[![Build](https://github.com/Uptycs/kubequery/workflows/Build/badge.svg?branch=master)](https://github.com/Uptycs/kubequery/actions?query=workflow%3ABuild)
[![CodeQL](https://github.com/Uptycs/kubequery/workflows/CodeQL/badge.svg?branch=master)](https://github.com/Uptycs/kubequery/actions?query=workflow%3ACodeQL)
[![Go Report Card](https://goreportcard.com/badge/github.com/Uptycs/kubequery)](https://goreportcard.com/report/github.com/Uptycs/kubequery)
[![FOSSA Status](https://app.fossa.com/api/projects/custom%2B22616%2Fgit%40github.com%3AUptycs%2Fkubequery.git.svg?type=shield)](https://app.fossa.com/projects/custom%2B22616%2Fgit%40github.com%3AUptycs%2Fkubequery.git?ref=badge_shield) [![Contributor Covenant](https://img.shields.io/badge/Contributor%20Covenant-v2.0%20adopted-ff69b4.svg)](CODE_OF_CONDUCT.md)

---

# kubequery powered by Osquery

kubequery is a [Osquery](https://osquery.io) extension that provides SQL based analytics for [Kubernetes](https://kubernetes.io) clusters

kubequery will be packaged as docker image available from [dockerhub](https://hub.docker.com/r/uptycs/kubequery).
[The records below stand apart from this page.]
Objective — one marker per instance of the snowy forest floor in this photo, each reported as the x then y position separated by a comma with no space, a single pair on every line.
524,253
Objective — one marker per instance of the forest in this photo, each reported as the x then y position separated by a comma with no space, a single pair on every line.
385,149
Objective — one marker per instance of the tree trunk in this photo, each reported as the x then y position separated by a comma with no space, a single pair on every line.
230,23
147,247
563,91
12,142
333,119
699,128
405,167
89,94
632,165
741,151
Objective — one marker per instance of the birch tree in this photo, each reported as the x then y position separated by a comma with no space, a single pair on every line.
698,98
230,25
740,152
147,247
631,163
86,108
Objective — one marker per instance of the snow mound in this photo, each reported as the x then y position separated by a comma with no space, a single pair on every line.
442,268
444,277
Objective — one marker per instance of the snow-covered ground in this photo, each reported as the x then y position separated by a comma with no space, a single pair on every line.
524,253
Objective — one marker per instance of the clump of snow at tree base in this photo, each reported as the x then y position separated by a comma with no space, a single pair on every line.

It is expected to be deployed as a [Kubernetes Deployment](https://kubernetes.io/docs/concepts/workloads/controllers/deployment) per cluster. A sample deployment template is available [here](kubequery-template.yaml)

kubequery tables [schema is available here](docs/schema.md)

---

## Build

`Go 1.17` and `make` are required to build kubequery. Run: `make`

Container image for master branch will be available on [dockerhub](https://hub.docker.com/r/uptycs/kubequery)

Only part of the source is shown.